Every field has its jargon – the language that is special and specific to that community. Doctors use medical jargon to communicate with each other… and most non-medical people can’t even begin to understand what they’re talking about! Same with engineering or computing.

For this assignment, decide on a term that is used in your own field, and then dig into the history of the term and how it’s used in different contexts/genres: a professional journal article in your field, a professional journal article in a related field, a popular journal article, a blog, etc. The genre is up to you. The idea is to see how one term can be used or defined differently depending on the audience.  

Then find how different sources and genres use the term.
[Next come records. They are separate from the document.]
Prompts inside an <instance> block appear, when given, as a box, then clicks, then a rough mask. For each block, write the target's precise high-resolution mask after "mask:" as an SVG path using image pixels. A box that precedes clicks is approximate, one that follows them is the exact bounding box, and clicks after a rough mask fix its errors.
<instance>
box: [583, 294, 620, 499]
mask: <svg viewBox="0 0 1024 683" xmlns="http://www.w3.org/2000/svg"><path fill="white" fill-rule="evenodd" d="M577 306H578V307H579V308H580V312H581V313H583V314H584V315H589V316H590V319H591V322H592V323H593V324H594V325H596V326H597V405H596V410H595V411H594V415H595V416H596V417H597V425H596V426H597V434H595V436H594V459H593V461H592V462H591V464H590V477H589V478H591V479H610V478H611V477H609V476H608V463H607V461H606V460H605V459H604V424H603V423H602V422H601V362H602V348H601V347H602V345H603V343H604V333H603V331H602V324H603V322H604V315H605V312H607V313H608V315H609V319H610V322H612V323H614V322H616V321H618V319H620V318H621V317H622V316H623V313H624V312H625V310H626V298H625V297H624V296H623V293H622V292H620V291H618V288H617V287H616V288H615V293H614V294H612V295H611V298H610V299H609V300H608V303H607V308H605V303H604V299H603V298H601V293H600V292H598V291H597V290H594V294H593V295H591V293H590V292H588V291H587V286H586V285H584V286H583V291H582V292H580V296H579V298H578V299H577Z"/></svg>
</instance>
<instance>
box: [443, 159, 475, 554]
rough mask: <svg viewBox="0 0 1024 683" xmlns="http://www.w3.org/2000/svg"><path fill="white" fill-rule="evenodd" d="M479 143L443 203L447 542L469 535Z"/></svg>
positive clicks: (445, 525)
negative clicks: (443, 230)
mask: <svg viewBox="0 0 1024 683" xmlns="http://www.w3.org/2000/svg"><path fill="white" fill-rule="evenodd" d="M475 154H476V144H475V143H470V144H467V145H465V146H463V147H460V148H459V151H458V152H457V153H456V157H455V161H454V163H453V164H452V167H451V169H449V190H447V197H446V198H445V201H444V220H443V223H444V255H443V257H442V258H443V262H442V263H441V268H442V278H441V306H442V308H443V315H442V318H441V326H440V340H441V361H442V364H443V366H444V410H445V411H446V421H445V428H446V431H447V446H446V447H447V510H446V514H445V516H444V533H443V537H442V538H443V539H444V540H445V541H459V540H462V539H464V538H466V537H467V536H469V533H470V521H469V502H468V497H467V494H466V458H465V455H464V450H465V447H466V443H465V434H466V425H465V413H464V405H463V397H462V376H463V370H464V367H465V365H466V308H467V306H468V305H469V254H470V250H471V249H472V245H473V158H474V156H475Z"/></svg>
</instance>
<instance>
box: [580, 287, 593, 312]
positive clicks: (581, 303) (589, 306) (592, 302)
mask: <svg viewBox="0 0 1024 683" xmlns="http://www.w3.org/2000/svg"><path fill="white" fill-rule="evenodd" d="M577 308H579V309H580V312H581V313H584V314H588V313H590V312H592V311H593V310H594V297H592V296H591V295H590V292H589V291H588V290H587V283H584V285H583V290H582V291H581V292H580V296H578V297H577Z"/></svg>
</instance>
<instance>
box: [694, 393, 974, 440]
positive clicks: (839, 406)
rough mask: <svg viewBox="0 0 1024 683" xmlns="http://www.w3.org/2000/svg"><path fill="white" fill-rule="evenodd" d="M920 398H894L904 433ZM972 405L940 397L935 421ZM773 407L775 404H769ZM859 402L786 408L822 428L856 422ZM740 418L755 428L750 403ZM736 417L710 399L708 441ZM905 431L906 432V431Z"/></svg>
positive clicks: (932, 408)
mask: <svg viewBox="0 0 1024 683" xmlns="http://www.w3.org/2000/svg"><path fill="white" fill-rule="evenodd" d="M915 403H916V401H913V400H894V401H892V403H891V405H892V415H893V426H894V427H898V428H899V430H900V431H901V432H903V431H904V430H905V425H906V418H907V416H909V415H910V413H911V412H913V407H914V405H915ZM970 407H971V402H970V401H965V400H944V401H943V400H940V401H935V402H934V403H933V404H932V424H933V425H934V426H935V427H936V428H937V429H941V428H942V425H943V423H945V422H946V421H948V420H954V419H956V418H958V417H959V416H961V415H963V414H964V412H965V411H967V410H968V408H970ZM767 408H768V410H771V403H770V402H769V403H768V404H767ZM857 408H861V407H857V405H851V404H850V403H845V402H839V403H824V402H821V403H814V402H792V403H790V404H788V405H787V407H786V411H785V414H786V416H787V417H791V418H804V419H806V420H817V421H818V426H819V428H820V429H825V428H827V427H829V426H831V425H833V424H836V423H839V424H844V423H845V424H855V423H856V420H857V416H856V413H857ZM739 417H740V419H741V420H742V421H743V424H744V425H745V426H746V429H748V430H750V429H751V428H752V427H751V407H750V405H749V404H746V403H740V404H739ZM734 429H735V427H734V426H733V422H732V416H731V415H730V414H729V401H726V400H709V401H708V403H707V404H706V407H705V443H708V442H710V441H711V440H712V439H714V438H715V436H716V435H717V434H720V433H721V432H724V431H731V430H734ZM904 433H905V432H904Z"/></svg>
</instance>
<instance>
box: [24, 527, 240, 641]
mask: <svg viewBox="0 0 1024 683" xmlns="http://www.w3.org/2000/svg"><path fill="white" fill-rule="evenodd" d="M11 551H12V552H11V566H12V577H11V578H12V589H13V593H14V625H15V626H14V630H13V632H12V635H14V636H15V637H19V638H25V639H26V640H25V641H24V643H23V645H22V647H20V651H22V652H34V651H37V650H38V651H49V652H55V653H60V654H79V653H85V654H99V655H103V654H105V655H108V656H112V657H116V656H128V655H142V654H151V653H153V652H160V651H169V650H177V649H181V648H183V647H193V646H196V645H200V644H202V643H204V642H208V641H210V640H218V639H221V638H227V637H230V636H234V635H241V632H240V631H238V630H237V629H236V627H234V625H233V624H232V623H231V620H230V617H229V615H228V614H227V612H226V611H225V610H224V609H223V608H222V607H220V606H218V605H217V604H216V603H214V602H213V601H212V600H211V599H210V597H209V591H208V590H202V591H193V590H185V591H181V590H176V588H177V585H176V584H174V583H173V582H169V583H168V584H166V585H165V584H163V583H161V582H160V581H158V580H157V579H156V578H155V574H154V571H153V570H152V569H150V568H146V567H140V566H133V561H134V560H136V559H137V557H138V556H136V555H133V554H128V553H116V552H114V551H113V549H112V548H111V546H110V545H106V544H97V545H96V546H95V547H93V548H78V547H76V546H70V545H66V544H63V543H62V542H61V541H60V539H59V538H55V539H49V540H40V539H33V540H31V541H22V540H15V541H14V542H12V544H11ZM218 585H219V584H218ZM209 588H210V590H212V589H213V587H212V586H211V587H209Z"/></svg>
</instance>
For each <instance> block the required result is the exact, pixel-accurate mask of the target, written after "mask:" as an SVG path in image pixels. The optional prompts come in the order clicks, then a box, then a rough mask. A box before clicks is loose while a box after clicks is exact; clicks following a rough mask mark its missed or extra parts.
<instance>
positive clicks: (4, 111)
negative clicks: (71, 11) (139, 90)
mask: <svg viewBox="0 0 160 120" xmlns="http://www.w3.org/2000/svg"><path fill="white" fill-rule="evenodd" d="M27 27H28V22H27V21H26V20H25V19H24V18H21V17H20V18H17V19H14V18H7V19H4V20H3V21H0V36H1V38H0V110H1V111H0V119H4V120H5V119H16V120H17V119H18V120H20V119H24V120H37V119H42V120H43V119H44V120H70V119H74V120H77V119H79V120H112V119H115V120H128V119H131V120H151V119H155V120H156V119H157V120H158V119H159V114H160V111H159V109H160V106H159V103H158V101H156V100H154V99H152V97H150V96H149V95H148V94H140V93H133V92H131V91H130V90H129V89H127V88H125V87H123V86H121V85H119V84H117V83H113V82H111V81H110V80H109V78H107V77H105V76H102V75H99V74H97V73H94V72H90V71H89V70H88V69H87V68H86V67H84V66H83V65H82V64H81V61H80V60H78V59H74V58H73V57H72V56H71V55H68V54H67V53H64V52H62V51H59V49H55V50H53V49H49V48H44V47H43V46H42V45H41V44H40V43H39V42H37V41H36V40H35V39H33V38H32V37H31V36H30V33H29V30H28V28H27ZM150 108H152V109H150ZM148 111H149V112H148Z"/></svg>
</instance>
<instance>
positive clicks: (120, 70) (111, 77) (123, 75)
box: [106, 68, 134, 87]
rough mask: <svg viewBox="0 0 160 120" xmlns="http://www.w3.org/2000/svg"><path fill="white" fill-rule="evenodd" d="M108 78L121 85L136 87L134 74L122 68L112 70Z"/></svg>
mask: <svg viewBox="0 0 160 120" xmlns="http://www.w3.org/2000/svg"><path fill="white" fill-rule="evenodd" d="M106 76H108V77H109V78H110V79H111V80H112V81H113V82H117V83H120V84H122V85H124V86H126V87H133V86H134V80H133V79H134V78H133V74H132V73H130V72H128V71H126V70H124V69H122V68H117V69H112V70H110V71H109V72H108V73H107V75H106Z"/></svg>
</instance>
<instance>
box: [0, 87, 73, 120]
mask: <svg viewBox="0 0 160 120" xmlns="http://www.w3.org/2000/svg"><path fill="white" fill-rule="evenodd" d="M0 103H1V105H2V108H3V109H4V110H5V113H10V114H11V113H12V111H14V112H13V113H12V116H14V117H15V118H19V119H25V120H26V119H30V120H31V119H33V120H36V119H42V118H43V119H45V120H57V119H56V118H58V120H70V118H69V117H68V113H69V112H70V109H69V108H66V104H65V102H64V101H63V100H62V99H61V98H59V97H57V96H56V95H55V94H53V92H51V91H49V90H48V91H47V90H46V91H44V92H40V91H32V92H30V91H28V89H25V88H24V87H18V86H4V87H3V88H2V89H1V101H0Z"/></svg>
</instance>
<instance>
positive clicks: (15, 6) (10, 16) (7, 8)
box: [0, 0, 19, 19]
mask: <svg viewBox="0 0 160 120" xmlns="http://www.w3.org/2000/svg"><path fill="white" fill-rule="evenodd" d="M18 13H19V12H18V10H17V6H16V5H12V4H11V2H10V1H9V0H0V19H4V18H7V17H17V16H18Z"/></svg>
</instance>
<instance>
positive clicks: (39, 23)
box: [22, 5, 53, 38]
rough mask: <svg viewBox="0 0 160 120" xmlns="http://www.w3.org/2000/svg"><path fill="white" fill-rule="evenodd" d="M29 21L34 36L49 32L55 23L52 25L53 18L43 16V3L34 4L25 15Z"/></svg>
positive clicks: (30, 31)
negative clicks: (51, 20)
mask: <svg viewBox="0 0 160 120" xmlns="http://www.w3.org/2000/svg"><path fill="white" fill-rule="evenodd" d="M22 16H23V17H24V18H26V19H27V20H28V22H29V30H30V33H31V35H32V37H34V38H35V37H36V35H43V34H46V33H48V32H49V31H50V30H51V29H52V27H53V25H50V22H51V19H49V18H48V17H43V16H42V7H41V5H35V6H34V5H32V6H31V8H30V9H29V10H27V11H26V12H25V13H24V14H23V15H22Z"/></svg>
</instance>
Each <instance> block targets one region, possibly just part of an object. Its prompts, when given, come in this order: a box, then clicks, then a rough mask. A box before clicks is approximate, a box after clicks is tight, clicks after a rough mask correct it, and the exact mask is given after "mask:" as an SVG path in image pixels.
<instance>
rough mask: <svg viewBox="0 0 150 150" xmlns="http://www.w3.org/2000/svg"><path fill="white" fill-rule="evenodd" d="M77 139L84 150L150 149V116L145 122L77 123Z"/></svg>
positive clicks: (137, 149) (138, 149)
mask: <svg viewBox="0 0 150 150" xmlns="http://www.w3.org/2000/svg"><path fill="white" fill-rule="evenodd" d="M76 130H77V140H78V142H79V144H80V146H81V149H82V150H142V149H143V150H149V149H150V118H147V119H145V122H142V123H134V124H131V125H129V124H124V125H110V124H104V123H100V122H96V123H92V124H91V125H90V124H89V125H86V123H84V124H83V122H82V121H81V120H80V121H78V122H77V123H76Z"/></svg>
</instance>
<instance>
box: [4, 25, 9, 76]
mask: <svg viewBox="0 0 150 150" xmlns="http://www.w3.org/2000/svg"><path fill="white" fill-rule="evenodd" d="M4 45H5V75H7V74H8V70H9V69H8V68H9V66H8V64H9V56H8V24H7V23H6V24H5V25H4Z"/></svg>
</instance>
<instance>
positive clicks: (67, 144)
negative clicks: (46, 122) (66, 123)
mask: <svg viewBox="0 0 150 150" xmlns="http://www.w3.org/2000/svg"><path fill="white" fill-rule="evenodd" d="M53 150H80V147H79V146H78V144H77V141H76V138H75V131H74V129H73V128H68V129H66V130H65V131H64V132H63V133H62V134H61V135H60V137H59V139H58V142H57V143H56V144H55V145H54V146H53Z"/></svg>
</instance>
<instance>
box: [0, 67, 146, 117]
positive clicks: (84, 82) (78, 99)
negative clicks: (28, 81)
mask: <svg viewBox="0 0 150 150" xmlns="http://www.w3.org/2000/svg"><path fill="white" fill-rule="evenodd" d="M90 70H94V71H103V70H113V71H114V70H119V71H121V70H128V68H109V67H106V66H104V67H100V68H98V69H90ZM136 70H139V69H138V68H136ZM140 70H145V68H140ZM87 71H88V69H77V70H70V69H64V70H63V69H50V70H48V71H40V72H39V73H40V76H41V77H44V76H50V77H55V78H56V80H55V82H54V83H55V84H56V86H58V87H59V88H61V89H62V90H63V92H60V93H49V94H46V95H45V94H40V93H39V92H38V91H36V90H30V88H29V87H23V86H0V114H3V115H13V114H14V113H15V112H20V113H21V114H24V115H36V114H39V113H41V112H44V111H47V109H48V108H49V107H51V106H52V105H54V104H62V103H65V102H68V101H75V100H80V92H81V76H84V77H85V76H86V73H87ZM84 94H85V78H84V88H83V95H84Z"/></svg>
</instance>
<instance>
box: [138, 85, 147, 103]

The source/genre is up to you, but think about the audiences you’re addressing in the Project – technical people for your report, low- or no-tech people for your proposal. So switch up the genres of your sources and see what happens when you go from professional journal articles to popular journals/newspapers to blogs and social media.

After that, you get to practice using your term for those two audiences: one sentence for each type of audience.

Finally, talk about what you’ve learned about how different sources/genres use the term, whether the “meaning” changes depending on what genre/audience the source is addressing, and what implications this might have for how your team puts together your Technical Report, website, and presentation.

This must be a minimum of 750 words, but don’t go beyond 1000 words.

Here are the specifics of what goes in this Expanded Definition (the bold words should be used as your subheads except, of course, for the Memo Header Block).

Memo Header Block on top left:

To:

From:

Date:

Subject:

Introduction (100-150 words):

Tell us what term you’re investigating and why you chose that term. Then give us a roadmap for what follows in the rest of this Expanded Definition: what sources did you consult, what different definitions you found, who the different audiences would be.

Definitions (150-200 words):

Define the term as it’s used in your field. Give its etymology and history. Find a different definition of the term from another source. If that source includes etymology and history, give that, too. Compare and contrast those definitions: how they are alike, how they are different, who might use one definition versus another. Quote from each source using APA style.

Contexts (350-400 words): This is really an investigation into how the same term can show up in different genres for different audiences, and how it’s used differently in each context. Pick two sources from different genres where your term is used: for example, an academic journal, a magazine or newspaper article, a blog, social media. Set up this section of your ED like this:

  • Introduction: A sentence or two about what genres you chose to look at and why you chose them.
  • Source #1: Start by saying what your source is. Give the quote where the term is used, and make sure to cite it using APA format. Then discuss what it means in that context and to that audience.
  • Source #2: Start by saying what your source is. Give the quote where the term is used, and make sure to cite it using APA format. Then discuss what it means in that context and to that audience.

Conclusion (200-250 words): Write a few sentences about what you noticed when you did this – how did the two different genres/contexts use the word differently or the same? Do you think the meaning changed? What surprised you?

References: An APA-formatted list of your sources.